One of the things I enjoy about reading Stan's work is that he throws in the odd vocabulary here and there but doesn't overwhelm the reader with it. For example, as the ronin is sitting with an elderly woman, he calls her obaasan (old woman). Little touches like these can add flavor to the game that has nothing to do with game mechanics.
In the 'old days', Planescape was famous for it's method of speaking, the 'cant' so to say. Thieves also have their own way of speaking and the whole thieves tongue is one of those old bits where you can lay down some words without going completely overboard to showcase how a different style of life lives. Harold Lamb and Chalres Saunders were also good with this placement of foreign words to bring their settings alive for the reader.
But that's not what I wanted to talk about in the story, A Mother's Love. Rather, it's that you can't trust old people!
The story would work perfectly well for almost any setting. A chance encounter with an older woman whose out to pray for her son leads the characters to befriend her. She invites them to her home where the players learn that the son is a poison upon the town.
While Usagi initially doesn't take up the challenge of killing the son at the mother's request, player's might do so. In the story, Usagi is forced into fighting the son's minions as the mother has warned the son that Usagi is coming to kill him. When Usagi fights throught the minions, he learns that the mother has already killed the son and wishes for Usagi to kill her as well because she doesn't have the strength to do it.
In a role playing game, the character, as noted, might decide to take the job in the first place. This makes it a fairly straight up mission of taking out the son. After the son is slain though and the pay is collected, do the players then follow through and honor the mother's final request? Do they put the mother out of her misery and allow her to join her son in the next life?
And if the player's don't take the mission, the GM can still roll with the option that Stan uses here. The mother sets the son against the party members and the party members have to fight their way through the minions anyway. They might even be surprised to learn that the mother did it to divest the son of his bodyguards so that she could finish the job herself.

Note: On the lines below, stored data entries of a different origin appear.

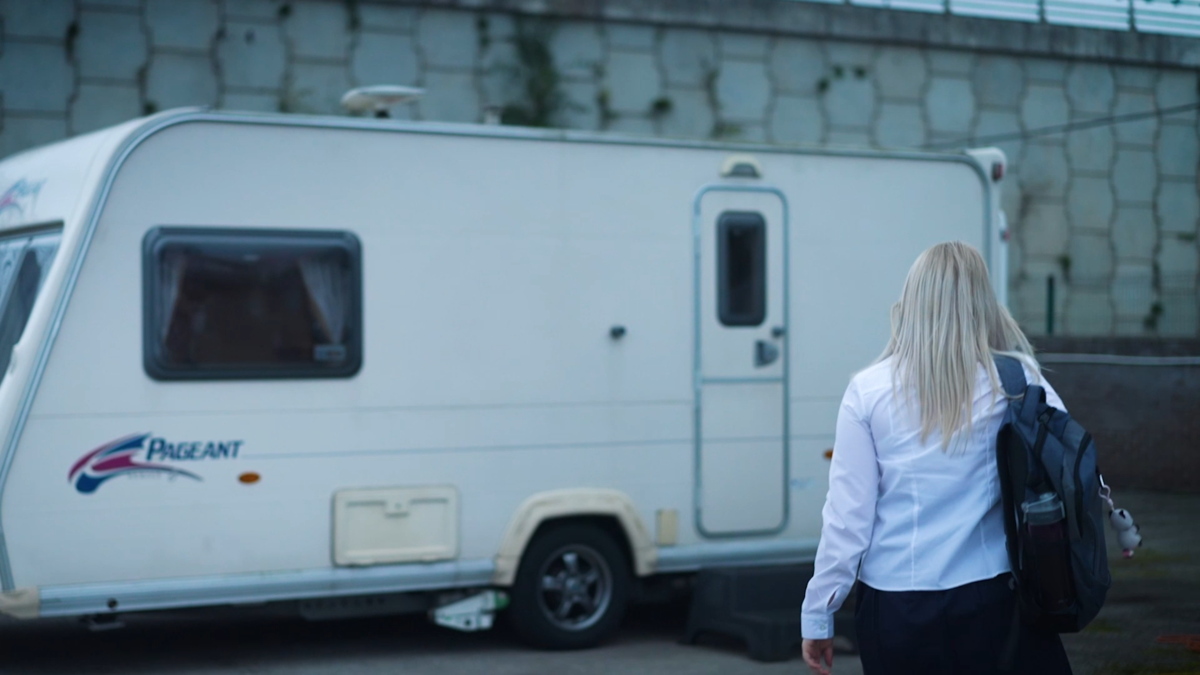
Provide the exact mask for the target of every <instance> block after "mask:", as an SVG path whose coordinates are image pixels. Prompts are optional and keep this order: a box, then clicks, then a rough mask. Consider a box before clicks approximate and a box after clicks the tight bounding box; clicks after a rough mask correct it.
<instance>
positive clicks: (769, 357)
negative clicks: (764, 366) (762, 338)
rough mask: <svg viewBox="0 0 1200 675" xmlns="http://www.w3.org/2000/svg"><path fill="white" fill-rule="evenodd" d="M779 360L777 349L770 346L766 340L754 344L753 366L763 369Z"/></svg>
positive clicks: (778, 356) (774, 347)
mask: <svg viewBox="0 0 1200 675" xmlns="http://www.w3.org/2000/svg"><path fill="white" fill-rule="evenodd" d="M778 358H779V347H776V346H775V345H772V344H770V342H768V341H766V340H758V341H757V342H755V344H754V366H755V368H764V366H768V365H770V364H773V363H775V360H776V359H778Z"/></svg>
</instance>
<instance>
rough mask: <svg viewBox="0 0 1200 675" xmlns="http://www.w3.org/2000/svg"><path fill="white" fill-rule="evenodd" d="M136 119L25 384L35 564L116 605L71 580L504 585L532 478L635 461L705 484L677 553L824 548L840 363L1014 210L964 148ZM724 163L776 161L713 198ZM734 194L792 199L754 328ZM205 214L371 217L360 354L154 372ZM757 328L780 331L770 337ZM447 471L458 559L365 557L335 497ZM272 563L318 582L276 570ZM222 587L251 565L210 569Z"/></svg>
mask: <svg viewBox="0 0 1200 675" xmlns="http://www.w3.org/2000/svg"><path fill="white" fill-rule="evenodd" d="M151 127H152V132H150V131H148V129H151ZM139 130H140V131H139ZM108 133H110V135H112V136H108V137H106V141H104V143H103V145H104V147H106V148H107V150H106V151H107V154H104V153H101V151H100V149H98V148H97V150H96V151H97V153H100V154H98V155H97V156H95V157H94V159H92V160H90V161H89V162H88V163H89V166H103V167H108V168H110V169H112V171H108V172H106V171H97V169H91V173H88V172H86V171H84V173H88V177H89V178H88V179H86V180H82V181H80V184H79V186H78V187H76V191H77V192H78V195H79V199H78V201H79V203H80V204H84V203H86V204H90V209H89V208H83V207H76V210H74V211H72V214H71V215H70V217H68V216H67V215H64V216H60V217H62V220H64V225H62V228H64V229H62V233H64V234H62V241H64V244H62V247H61V250H60V253H59V257H58V259H56V261H55V263H54V268H53V269H52V275H50V277H49V281H47V283H46V286H44V287H43V293H42V295H41V297H40V298H38V300H37V305H36V307H35V312H34V317H35V318H34V319H31V321H30V324H29V325H30V328H29V329H28V330H26V335H25V337H24V339H23V341H22V344H20V345H19V346H20V350H22V351H23V353H22V354H20V357H19V359H20V360H19V362H18V363H19V364H30V362H31V363H32V365H29V370H28V371H25V370H19V369H20V368H24V366H20V365H18V371H14V372H10V374H8V377H6V380H5V382H4V384H2V386H0V402H2V405H4V407H2V411H5V414H6V417H5V418H4V419H2V420H0V423H2V424H7V425H8V428H10V429H12V430H13V432H12V434H13V435H12V438H11V443H10V447H8V452H7V454H6V456H7V459H8V461H10V462H11V466H10V470H8V472H7V476H6V478H5V480H4V484H2V495H0V526H2V531H4V546H2V549H4V550H2V551H0V554H4V556H5V557H6V560H7V566H8V569H10V571H11V585H7V584H6V586H7V589H20V587H38V589H42V590H43V596H44V595H50V596H54V595H55V593H59V596H58V597H60V598H66V599H62V602H64V603H67V604H65V605H64V607H67V605H70V607H73V608H76V609H71V610H62V611H61V613H64V614H68V613H82V611H84V610H83V609H79V608H84V607H90V605H86V603H85V602H83V601H79V603H78V604H76V605H71V604H70V602H74V601H70V602H68V599H70V598H76V597H83V596H84V595H86V593H85V592H84V591H82V590H80V589H89V587H92V589H95V590H96V593H100V592H101V591H100V590H101V589H103V591H104V592H115V591H113V589H121V587H122V584H124V585H126V586H124V587H133V586H130V585H137V584H142V586H140V587H142V589H146V591H145V592H146V596H145V597H151V596H152V597H154V598H155V599H154V601H152V602H151V601H145V602H144V604H143V605H136V603H134V607H146V608H150V607H169V605H172V601H170V598H172V597H178V598H179V599H178V602H175V603H174V604H179V605H186V604H198V603H199V604H205V603H206V602H236V601H239V599H242V601H244V599H246V598H247V597H253V598H256V599H258V598H266V599H269V598H278V597H301V596H306V595H320V593H323V592H329V593H335V592H352V591H353V590H358V592H362V589H371V587H385V589H392V590H403V589H406V587H430V586H431V585H432V586H437V585H438V584H440V585H445V586H450V585H456V584H460V583H463V584H466V583H469V584H479V583H480V579H481V578H486V577H487V574H488V573H490V572H488V571H490V569H492V567H493V560H494V557H496V556H497V554H498V551H499V549H500V546H502V544H503V538H504V536H505V532H506V531H508V528H509V526H510V521H511V520H512V518H514V514H515V513H516V512H517V509H518V508H520V507H521V504H522V503H523V502H526V501H527V500H528V498H529V497H530V496H533V495H536V494H541V492H547V491H552V490H560V489H574V488H586V489H605V490H617V491H619V492H620V494H623V495H625V496H628V498H629V500H630V502H631V503H632V504H634V506H635V508H636V510H637V515H638V516H640V519H641V522H642V524H647V525H649V524H655V522H658V521H659V520H660V519H659V518H658V515H656V514H658V513H659V512H664V510H668V512H677V513H678V537H677V539H678V540H677V542H674V544H673V545H672V546H661V548H660V549H659V567H658V569H689V568H691V569H694V568H697V567H700V566H702V565H706V561H710V562H714V561H731V560H736V558H739V557H745V556H751V557H752V556H754V555H755V554H754V551H756V550H757V551H760V552H762V556H767V557H769V556H770V555H775V554H769V552H763V551H768V549H770V548H772V546H775V548H776V549H778V550H782V551H788V552H787V554H786V555H785V557H788V558H793V560H794V558H803V557H804V556H811V554H812V550H814V546H815V540H816V537H817V534H818V532H820V521H821V516H820V509H821V504H822V502H823V498H824V492H826V486H827V478H826V474H827V466H828V462H827V460H826V459H824V458H823V450H824V449H826V448H829V447H832V442H833V429H834V419H835V416H836V410H838V405H839V401H840V398H841V394H842V390H844V388H845V386H846V382H847V381H848V377H850V375H851V374H852V372H854V371H856V370H857V369H859V368H863V366H864V365H866V364H868V363H869V362H870V360H871V359H872V358H874V357H875V356H876V354H877V353H878V352H880V351H881V350H882V346H883V344H884V341H886V337H887V331H888V318H887V317H888V307H889V306H890V304H892V303H893V301H894V300H895V298H896V295H898V293H899V288H900V285H901V282H902V280H904V276H905V274H906V271H907V269H908V265H910V264H911V262H912V261H913V259H914V257H916V256H917V253H919V252H920V251H922V250H923V249H925V247H928V246H929V245H930V244H934V243H936V241H941V240H947V239H962V240H966V241H968V243H971V244H973V245H976V246H979V247H982V249H989V246H990V241H991V237H992V234H994V233H992V232H990V231H989V228H990V227H991V221H992V220H994V213H992V209H994V205H992V204H994V203H995V201H994V199H992V195H991V192H990V190H992V187H990V186H989V185H986V184H985V181H984V180H983V177H982V173H980V171H979V168H978V166H977V163H976V162H974V161H973V160H970V159H966V157H948V156H887V155H871V154H862V153H846V154H835V153H834V154H829V153H802V151H780V150H779V149H768V148H762V149H752V150H750V151H752V153H755V154H756V159H757V160H758V162H760V163H761V166H762V178H761V179H757V180H746V179H722V178H721V177H720V175H719V169H720V167H721V163H722V161H725V159H726V157H727V156H728V155H730V154H731V149H730V148H725V147H719V145H704V144H682V143H679V144H671V143H654V142H637V141H614V139H607V138H604V137H595V136H582V135H581V136H574V135H560V133H535V132H522V131H518V132H511V131H505V130H488V129H480V127H462V126H450V125H414V124H395V123H374V121H347V120H320V119H314V120H305V119H302V118H283V117H250V115H221V114H200V113H187V114H184V115H180V114H178V113H176V114H174V115H172V114H166V115H160V117H157V118H152V119H151V121H149V123H145V125H144V126H133V127H130V129H125V130H120V131H113V132H108ZM122 149H124V150H122ZM122 151H127V156H122V155H121V153H122ZM739 151H746V150H745V149H740V150H739ZM20 161H22V160H20V157H17V159H14V160H11V161H8V162H5V163H4V165H0V168H2V169H5V175H7V171H8V167H10V163H12V165H14V166H16V163H17V162H20ZM55 163H72V162H67V161H65V160H56V162H55ZM78 163H80V162H74V163H72V166H76V165H78ZM29 171H31V172H35V173H36V171H37V169H36V167H32V165H31V166H30V168H29ZM35 178H36V177H35ZM55 180H58V179H55ZM89 181H90V183H89ZM52 183H53V181H50V180H47V186H49V185H50V184H52ZM714 185H715V186H764V187H769V189H770V190H772V191H773V192H760V193H755V192H754V191H752V190H750V191H745V192H738V191H730V192H720V191H715V192H714V191H709V192H707V195H708V196H714V197H716V198H715V199H714V201H712V202H708V201H706V199H708V197H706V196H704V195H706V186H708V187H710V186H714ZM48 189H49V187H47V190H48ZM785 205H786V208H785ZM77 211H78V213H77ZM727 211H746V213H760V214H763V215H764V217H766V220H767V228H768V231H767V234H766V237H767V244H768V246H767V253H766V255H767V258H766V265H767V273H766V274H767V281H766V283H767V299H766V318H764V319H763V321H762V322H758V323H757V324H755V325H751V327H726V325H722V324H721V323H720V321H719V319H718V317H716V315H715V313H714V310H713V307H714V306H715V303H714V300H715V298H714V297H713V294H712V289H713V288H714V287H715V283H716V273H718V269H716V267H718V265H716V262H718V261H716V255H715V252H714V251H713V250H709V249H706V246H709V247H710V246H713V245H714V241H715V239H713V238H712V237H709V235H710V234H712V233H714V232H715V227H716V225H718V221H719V220H720V217H721V215H722V214H725V213H727ZM180 227H187V228H253V229H277V231H343V232H349V233H353V235H354V237H356V240H358V241H359V244H360V246H361V270H362V271H361V275H362V276H361V303H362V327H361V330H362V365H361V369H360V370H359V371H358V372H356V375H354V376H353V377H342V378H337V377H332V378H316V380H312V378H307V380H306V378H296V380H250V381H246V380H220V381H163V380H156V378H154V377H151V376H150V375H148V371H146V369H145V368H144V359H145V353H144V345H143V342H144V340H143V323H144V317H145V312H146V307H145V306H144V287H145V283H146V280H145V279H144V264H145V261H144V259H143V258H144V255H145V253H144V243H145V238H146V235H148V233H149V232H151V231H152V229H154V228H180ZM84 243H86V245H84ZM785 269H786V274H785ZM73 270H77V277H76V279H74V282H73V285H71V283H67V281H68V280H70V279H71V275H72V271H73ZM997 274H1003V270H1000V271H998V273H997ZM56 312H59V313H58V316H56ZM35 319H36V321H35ZM616 325H619V327H624V328H625V334H624V336H622V337H620V339H614V337H613V333H612V330H611V329H612V328H613V327H616ZM776 327H779V328H781V329H782V330H781V331H780V334H779V335H778V336H774V337H773V336H772V329H773V328H776ZM52 328H53V329H54V330H53V331H52ZM52 333H53V335H52ZM30 339H34V340H32V341H30ZM758 341H768V342H770V344H772V345H773V346H774V347H775V348H776V350H778V352H779V354H778V357H776V358H775V359H774V360H773V362H772V363H768V364H764V365H762V366H758V365H756V364H755V353H756V352H755V350H756V344H757V342H758ZM709 345H712V348H713V351H710V352H709V351H706V350H708V348H709V347H708V346H709ZM697 350H698V352H697ZM29 352H36V353H44V359H41V363H40V362H38V359H36V358H34V357H26V353H29ZM697 354H698V356H700V358H698V359H697ZM697 363H698V364H700V365H697ZM34 366H38V368H40V369H41V370H38V368H34ZM14 375H18V377H14ZM706 378H709V380H713V382H708V381H706ZM719 378H727V380H730V382H728V383H725V384H720V383H716V382H715V381H716V380H719ZM744 380H751V381H744ZM752 380H761V382H754V381H752ZM721 387H727V388H725V389H719V388H721ZM738 388H742V389H738ZM745 388H750V389H752V390H750V389H745ZM709 389H710V390H709ZM709 406H710V408H709ZM23 407H24V410H25V412H24V413H22V410H23ZM119 441H120V442H126V443H138V442H140V443H142V444H140V446H137V448H138V449H143V448H151V447H157V448H160V449H161V453H160V455H158V460H160V461H158V464H161V465H163V466H168V467H170V468H172V470H173V471H174V472H172V471H158V472H151V471H130V472H127V474H120V476H115V477H112V478H110V479H107V480H106V482H103V483H102V484H100V485H98V486H95V488H92V489H91V490H90V491H85V490H82V489H80V485H79V482H78V476H80V474H82V473H80V472H85V471H84V470H80V468H78V466H80V461H84V458H88V456H89V453H91V452H94V450H95V449H97V448H104V447H114V446H112V443H114V442H119ZM155 443H158V444H157V446H155ZM731 443H732V446H731ZM722 444H724V446H727V447H737V448H738V449H737V450H734V452H732V453H724V454H722V452H721V447H722ZM167 448H170V453H174V454H170V453H167V450H166V449H167ZM204 448H211V449H210V450H205V449H204ZM222 449H223V452H222ZM726 449H727V448H726ZM185 450H186V452H185ZM748 458H749V459H748ZM89 466H90V465H89ZM247 473H253V474H256V476H257V477H259V479H258V480H257V482H253V483H247V482H244V480H242V479H240V477H242V476H244V474H247ZM430 486H450V488H452V489H454V490H455V492H454V495H455V498H448V500H444V502H439V506H438V507H437V508H438V509H452V510H454V514H452V522H451V521H449V520H446V518H451V515H448V513H449V512H445V510H438V516H437V518H438V519H439V520H438V522H439V525H438V526H437V527H434V526H432V525H431V526H430V528H431V531H433V530H437V531H438V532H439V534H438V537H440V538H442V539H439V540H443V544H445V542H444V539H445V532H446V531H448V530H446V528H448V527H450V528H451V530H452V531H455V532H456V538H457V540H456V542H455V546H454V548H455V549H456V551H455V552H456V556H455V558H454V560H452V561H449V562H434V561H432V558H431V561H430V562H427V563H415V565H416V566H418V567H420V566H422V565H424V566H425V567H420V568H421V569H424V571H425V572H428V575H426V577H422V581H420V583H416V581H413V584H412V585H410V586H406V585H404V583H402V581H395V583H394V584H392V585H390V586H389V585H388V584H383V585H382V586H371V584H373V583H374V581H371V580H372V579H376V580H377V579H380V578H383V577H386V574H388V571H389V569H391V571H392V572H395V574H394V578H395V579H401V578H413V574H414V569H415V568H414V566H413V565H388V566H384V567H371V568H353V567H352V568H338V566H336V565H335V557H337V555H336V551H335V545H334V540H335V537H334V528H335V513H336V509H335V506H334V503H335V495H336V494H338V492H342V491H347V490H376V489H378V490H384V491H386V490H408V489H424V488H430ZM748 490H749V491H752V494H754V497H755V498H754V500H749V501H746V500H738V498H737V496H738V495H739V494H745V492H746V491H748ZM740 502H746V503H740ZM380 508H383V509H384V510H386V509H388V508H391V507H388V506H386V504H385V506H383V507H380ZM396 508H401V507H396ZM439 545H442V544H439ZM764 546H766V548H764ZM418 549H420V546H419V545H416V548H415V549H413V550H418ZM438 550H443V551H444V550H446V546H445V545H442V548H440V549H438ZM439 556H440V557H445V556H444V555H440V554H439ZM762 556H760V557H762ZM352 557H353V556H352ZM436 557H437V556H436ZM437 566H440V567H437ZM355 575H359V577H355ZM256 578H257V579H260V580H262V584H260V585H259V586H257V587H260V589H270V587H272V586H271V585H270V584H271V583H278V585H277V586H275V587H278V589H283V587H287V589H289V590H288V591H283V590H280V591H278V592H275V593H274V595H272V593H271V592H269V591H268V590H264V591H263V593H260V595H259V596H256V595H254V592H253V589H254V587H256V586H254V583H253V581H252V579H256ZM205 579H209V580H211V584H209V585H208V586H205V581H204V580H205ZM271 579H274V580H275V581H271ZM306 579H308V580H310V581H311V583H310V581H305V580H306ZM354 579H360V580H362V584H358V583H356V581H353V580H354ZM431 579H436V580H440V581H436V580H434V581H431ZM148 584H149V586H146V585H148ZM305 584H308V585H305ZM422 584H424V586H422ZM217 586H220V587H222V589H234V587H236V589H247V587H248V589H251V591H247V592H246V593H242V595H240V596H239V595H238V593H239V592H240V591H239V592H234V591H228V592H227V591H221V592H209V593H208V595H206V596H205V595H204V593H203V592H200V591H197V590H196V589H205V587H208V589H210V590H211V589H214V587H217ZM7 589H6V590H7ZM173 589H174V590H173ZM187 589H193V591H187ZM298 589H299V590H298ZM323 589H324V591H323ZM65 590H66V591H65ZM67 591H70V592H67ZM72 593H74V595H72ZM80 593H82V595H80ZM173 593H174V596H173ZM188 593H191V599H188V598H187V597H184V596H187V595H188ZM289 593H290V596H289ZM200 596H204V597H205V598H208V599H206V601H203V602H202V601H199V599H197V598H198V597H200ZM89 597H90V596H89ZM97 597H98V596H97ZM164 598H166V599H164ZM43 604H44V603H43Z"/></svg>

Let the motives of the NPC's surprise the characters and let their actions showcase what their intentions are about. While them other doesn't want Usagi to get hurt, and indeed, after seeing his swordskill, is confident that he won't be, she could have been mistaken. She was willing to put a stranger, a kind stranger at that, in risk so that she could end her son's life because the damage he was doing to the town was that horrible that she felt that much responsiblity for it.
Other aspects to remember when working on a setting also come through though. There is a reverance for the elderly. For example, Usagi carries the old woman home because he doesn't want to leave her on the road by herself. Even though he doesn't want to get involved in a family matter, he also intimidates the son into apologizing to his mother for his cruel treatment of her.
Little touches like this, and like how samurai are an honored caste, allowed to stay as peasants houses and share their meals, shine through in various adventurers that Usagi has. While not all of these touches are appropriate for all campaigns, try to keep in mind the way the characters perceive and are perceived by the world about them.